Già dal 1984 - con la fondazione di una prima versione dell’ensemble laReverdie insieme a Ella de Mircovich e a un amico liutista - ha iniziato a spingere la propria ricerca musicale oltre i confini del Rinascimento (repertorio in cui l’ha vista esibirsi anche in concerti solistici) verso l'affascinante mondo della musica medioevale. Da allora la sua storia ha seguito le vicende del gruppo che l'hanno portata a dedicarsi al liuto medioevale, a studiare canto (con Elisabetta Tandura) e a suonare il salterio.

Coinvolta con passione nella ricerca musicologica, dedica sempre maggiore impegno all’attività didattica: insegna Prassi esecutiva della musica antica al Conservatorio di Musica "G. Tartini" di Trieste, tiene un corso di Musica medioevale presso l’Accademia Internazionale della Musica di Milano è responsabile del Laboratorio didattico permanente di Musica Sacra MedioevaleAlia musica di Parma , insegna Notazione medioevale e liuto medioevale alla Staatliche Hochschule für Musik di Trossingen ed è docente, assieme alla sorella, ai Corsi Internazionali di Musica Antica di Urbino.

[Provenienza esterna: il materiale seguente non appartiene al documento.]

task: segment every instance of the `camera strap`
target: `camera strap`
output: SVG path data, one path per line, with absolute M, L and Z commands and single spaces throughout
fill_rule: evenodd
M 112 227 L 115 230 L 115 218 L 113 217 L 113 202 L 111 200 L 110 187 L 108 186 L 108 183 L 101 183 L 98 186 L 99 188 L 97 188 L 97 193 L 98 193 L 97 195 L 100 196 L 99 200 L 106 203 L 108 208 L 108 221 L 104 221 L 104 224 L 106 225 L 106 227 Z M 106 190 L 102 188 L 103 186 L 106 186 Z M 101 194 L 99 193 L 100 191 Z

Collabora come cantante solista con Accordone con il quale ha inciso recentemete “Vivifice Spiritus Vitae Vis” per soli, coro, organo e basso continuo, composto da Guido Morini, sotto la direzione di Geert Hendrix, per l’etichetta Cypres.

Agli studi e all’attività musicale ha affiancato, dopo gli studi classici, la laurea com laude in Architettura presso l'Istituto Universitario di Architettura di Venezia, con una tesi di laurea interdisciplinare dal titolo "Il temperamento in musica e in architettura: la Schola Riccatiana" (pubblicata nel volume “Le architetture di Orfeo”, Lugano-Milano, Fidia Edizioni d’Arte, 2011) e di collaborare successivamente con lo stesso Istituto Universitario come correlatrice di tesi di laurea su temi interdisciplinari tra musica e architettura.

Nel 1990 ha avuto uno splendido bambino di nome Lorenzo che per anni è stato uno dei fan più appassionati de laReverdie.

Ne laReverdie le sue mansioni, insieme con la coetanea Elisabetta, si estendono anche alle funzioni di organizzazione, di responsabile p.r., nonché di trasporto di cose e persone.